22/03/2018
Open Society se posiciona em carta sobre o assassinato de Marielle Franco
Criada em 1993 e sediada em Nova York, Estados Unidos, a ONG Open Society Foundations manifestou-se sobre o assassinato da vereadora e ativista negra Marielle Franco, ocorrido no último dia 14 de março, no Rio de Janeiro. O mundo todo pede justiça!
Leia abaixo a íntegra (em inglês) do texto.
Marielle Franco Has Not Been Silenced – Marc Krupanski
On March 14, 2018, in the center of Brazil’s Rio de Janeiro, two gunmen in a car murdered Municipal Chamber Councilor Marielle Franco and her driver, Anderson Pedro Gomes. Unlike most of the city’s political leaders, Marielle came from Rio’s favelas. And many of the favelas’ millions of marginalized and mostly black residents saw her as their champion. For these people, and for Marielle’s allies in the human rights movement, her death is not simply a murder. It is an assassination.
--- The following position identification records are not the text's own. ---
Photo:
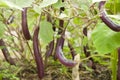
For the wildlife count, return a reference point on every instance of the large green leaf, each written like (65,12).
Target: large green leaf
(105,40)
(2,29)
(46,32)
(46,3)
(9,4)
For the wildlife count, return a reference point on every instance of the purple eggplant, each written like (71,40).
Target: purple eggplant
(25,29)
(50,48)
(6,53)
(38,57)
(72,51)
(60,56)
(106,19)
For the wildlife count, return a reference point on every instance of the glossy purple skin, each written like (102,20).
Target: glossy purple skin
(38,57)
(6,53)
(25,29)
(50,50)
(106,20)
(60,56)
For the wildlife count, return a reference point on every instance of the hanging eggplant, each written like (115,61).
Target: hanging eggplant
(60,56)
(106,19)
(25,29)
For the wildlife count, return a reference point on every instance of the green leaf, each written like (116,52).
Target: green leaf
(46,3)
(104,39)
(58,4)
(2,29)
(46,32)
(9,4)
(23,3)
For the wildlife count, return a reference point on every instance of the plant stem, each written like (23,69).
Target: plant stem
(118,70)
(114,64)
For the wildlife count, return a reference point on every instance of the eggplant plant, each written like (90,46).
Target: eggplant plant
(109,34)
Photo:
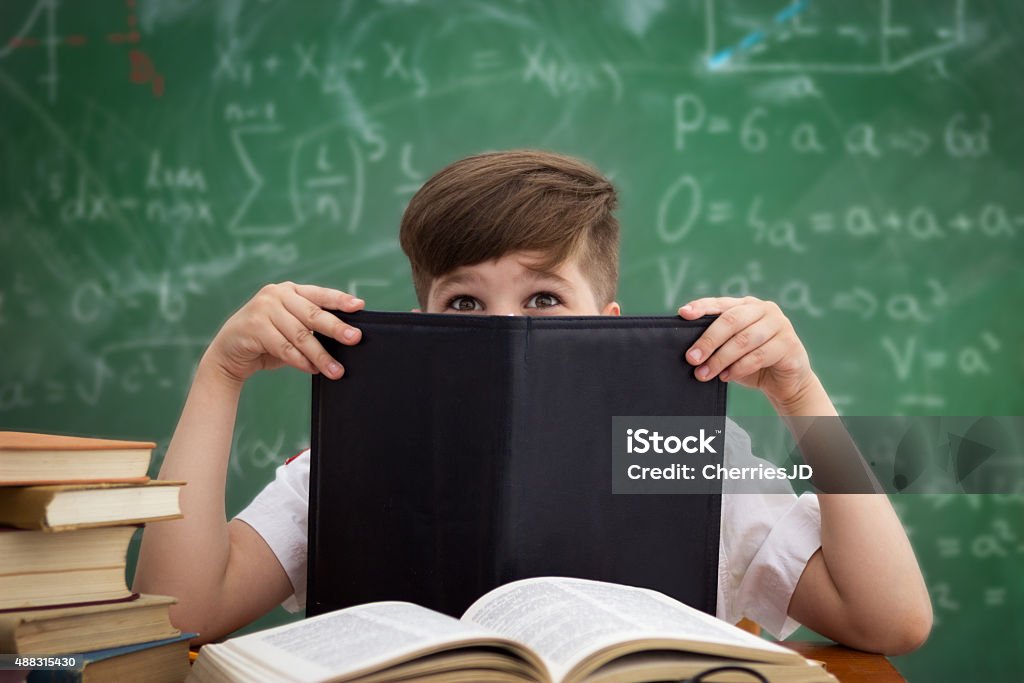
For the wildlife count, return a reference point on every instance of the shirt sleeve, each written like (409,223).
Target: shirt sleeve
(767,538)
(280,514)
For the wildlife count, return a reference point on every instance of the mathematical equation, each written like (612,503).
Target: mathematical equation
(758,131)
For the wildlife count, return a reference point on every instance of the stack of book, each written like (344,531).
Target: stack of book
(69,508)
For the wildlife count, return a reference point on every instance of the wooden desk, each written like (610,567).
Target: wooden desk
(849,666)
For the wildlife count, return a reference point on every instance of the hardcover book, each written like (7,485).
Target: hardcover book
(461,453)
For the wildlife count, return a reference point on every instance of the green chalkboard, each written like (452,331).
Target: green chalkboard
(859,163)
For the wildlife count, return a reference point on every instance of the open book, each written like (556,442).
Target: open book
(541,630)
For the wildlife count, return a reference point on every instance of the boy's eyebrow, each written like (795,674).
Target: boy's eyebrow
(452,281)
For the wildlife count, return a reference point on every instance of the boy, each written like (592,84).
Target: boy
(525,233)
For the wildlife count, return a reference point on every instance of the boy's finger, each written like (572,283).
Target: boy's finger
(318,319)
(748,341)
(301,337)
(766,356)
(708,306)
(729,323)
(328,298)
(275,344)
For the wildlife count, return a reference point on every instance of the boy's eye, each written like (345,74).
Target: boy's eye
(464,303)
(543,300)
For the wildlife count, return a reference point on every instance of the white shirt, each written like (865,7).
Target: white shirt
(766,538)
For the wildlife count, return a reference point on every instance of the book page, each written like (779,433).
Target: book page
(355,640)
(567,620)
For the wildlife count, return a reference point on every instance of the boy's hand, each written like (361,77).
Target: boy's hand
(752,342)
(274,328)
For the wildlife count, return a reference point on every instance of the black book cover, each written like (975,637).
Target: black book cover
(460,453)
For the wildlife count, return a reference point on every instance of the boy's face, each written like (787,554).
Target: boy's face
(514,285)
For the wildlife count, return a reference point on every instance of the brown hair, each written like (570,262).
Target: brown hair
(488,205)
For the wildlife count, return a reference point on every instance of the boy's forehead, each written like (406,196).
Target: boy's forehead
(530,264)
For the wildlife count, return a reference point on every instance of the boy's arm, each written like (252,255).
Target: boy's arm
(863,588)
(224,574)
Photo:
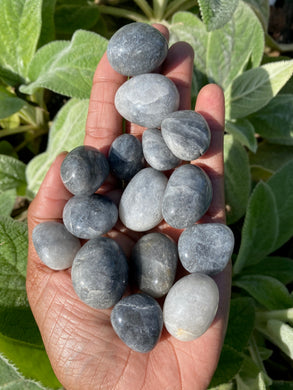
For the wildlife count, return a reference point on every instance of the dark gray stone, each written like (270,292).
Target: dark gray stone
(147,99)
(187,197)
(138,322)
(89,216)
(206,248)
(153,264)
(137,48)
(100,273)
(55,246)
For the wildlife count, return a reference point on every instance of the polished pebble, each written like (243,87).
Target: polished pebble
(137,48)
(206,248)
(89,216)
(140,206)
(156,152)
(153,264)
(100,273)
(84,170)
(55,246)
(147,99)
(138,321)
(190,306)
(187,134)
(187,197)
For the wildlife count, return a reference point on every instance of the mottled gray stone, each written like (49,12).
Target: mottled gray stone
(137,48)
(156,152)
(190,306)
(147,99)
(206,248)
(100,273)
(55,246)
(140,206)
(187,134)
(84,170)
(153,264)
(187,197)
(89,216)
(125,156)
(138,321)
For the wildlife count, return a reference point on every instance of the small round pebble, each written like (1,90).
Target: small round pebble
(190,306)
(206,248)
(138,321)
(55,246)
(100,273)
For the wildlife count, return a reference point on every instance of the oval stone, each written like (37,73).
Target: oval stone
(137,48)
(140,206)
(147,99)
(190,306)
(89,216)
(100,273)
(187,197)
(187,134)
(206,247)
(138,321)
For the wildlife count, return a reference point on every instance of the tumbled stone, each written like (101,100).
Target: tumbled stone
(153,264)
(137,48)
(187,197)
(206,247)
(89,216)
(84,170)
(125,156)
(156,152)
(140,206)
(138,321)
(147,99)
(187,134)
(55,246)
(190,306)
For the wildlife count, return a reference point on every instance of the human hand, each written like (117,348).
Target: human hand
(84,351)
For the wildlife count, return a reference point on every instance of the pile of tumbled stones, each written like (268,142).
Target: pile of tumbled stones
(100,270)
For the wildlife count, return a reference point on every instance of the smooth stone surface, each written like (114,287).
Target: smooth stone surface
(55,246)
(89,216)
(140,206)
(187,197)
(147,99)
(190,306)
(187,134)
(156,152)
(206,248)
(153,264)
(137,48)
(84,170)
(100,273)
(125,156)
(138,321)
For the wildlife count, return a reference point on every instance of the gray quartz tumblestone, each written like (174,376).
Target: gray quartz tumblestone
(153,264)
(84,170)
(206,247)
(137,48)
(140,206)
(100,273)
(187,134)
(156,152)
(55,246)
(190,306)
(147,99)
(89,216)
(138,321)
(187,197)
(125,156)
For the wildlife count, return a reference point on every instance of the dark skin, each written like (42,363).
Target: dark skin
(84,351)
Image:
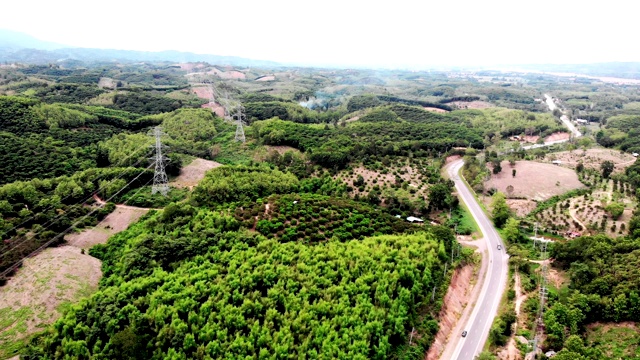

Marielle was elected to Rio’s city government in 2016. She was labeled an “outsider,” and her victory that year was not only the second-largest in Rio, but the fifth-largest in all of Brazil. She was one of the precious few elected officials in Brazil who are black and female, and the only one in Rio’s city council. But above all else, Marielle was a fierce advocate for the people of Rio’s favelas, and a tireless campaigner for the empowerment of black women.
Her campaign slogan was “I am because we are,” and her story was more than hers alone. For those on whose behalf she fought, especially the thousands of people living in Rio’s favelas, Marielle gave representation that has long been denied. She was born in a favela and worked for the favelas—seeking an end to massive violence and economic and political marginalization they have long faced, and instead demand their rightful place in Rio and a life with justice, safety, health, and dignity. The night of her assassination, she had just left an event discussing the power of women to move change. When her killers fired nine times into her vehicle, they were not only trying to assassinate Marielle; they were trying to destroy everything she represented. And they wanted to do it using the same brutal violence that haunts so many of the favelas’ young, black, and poor inhabitants.
Marielle was born in the Complexo Maré, one of Rio’s largest favelas. Officially, Maré and other favelas were unrecognized by the government, leading community-based organizations such as Redes da Maré to lead a community-mapping initiative and force the government’s recognition. Like most other favelas, Maré has been marginalized—both politically and economically. Yet although the Brazilian government has tried to ignore Maré and the other favelas, the consequences of its devastating “war on drugs” have not. In fact, according to the Brazilian Forum on Public Security, some 61,158 people in Brazil were killed during 2016 alone—the highest such number ever recorded.
Unfortunately, leaders within Brazil’s political establishment seem not only inclined to stay the course, but to double-down. Brazil’s president, Michel Temer, signed a decree in February to put the military in control of public security in Rio, supposedly in response to reports of higher incidents of crime during Rio’s carnival celebrations. But members of Rio’s community contend that the real reason for the military handoff was election-year politics. They further worry that the measure is not only unconstitutional, but could lead to escalated conflict and abuse—the brunt of which would almost surely fall on already vulnerable populations in the favelas.
Marielle was one of those who voiced deep reservations (alongside, it should be noted, Brazil’s top military commander and the United Nations). She was a forceful critic of the plan’s failure to address the root causes of Rio’s ills, as well as the likelihood that its implementation would lead to further violence. Only two weeks before her murder, Marielle was appointed the rapporteur of a special commission, launched by Rio’s city council, to monitor the federal intervention and the militarization of public security.
Marielle stepped up because she understood how policies that overly emphasize aggressive, punitive measures can lead to even more violence. She also understood how these policies disproportionately affected the favelas’ poor and black residents. She was a vocal and prominent advocate against police abuse. Speaking about the police killing of Matheus Melo, a 23-year-old black man, for example, Marielle asked, “How many more must die for this war to end?” She was murdered the very next day.
While no arrests were made in the hours following Marielle’s death, her loss was immediately felt throughout Brazil. In Rio, thousands of people have taken to the streets to honor Marielle and demand justice for her killing. Demonstrations took place elsewhere in the world, too—in South America, the United States, Ireland, and Spain, among others. Numerous Rio-based NGOs and community groups, meanwhile, have committed to documenting the federal intervention, working to promote community safety, and ending the drug war.
Among those who knew her and shared her vision, the pain of Marielle’s death will long remain deeply felt. But as the immediate response to her murder has shown, Marielle’s story—and the dream of a better Rio and a better Brazil for the millions marginalized and harmed which she represented—cannot be so easily erased. She is with us still.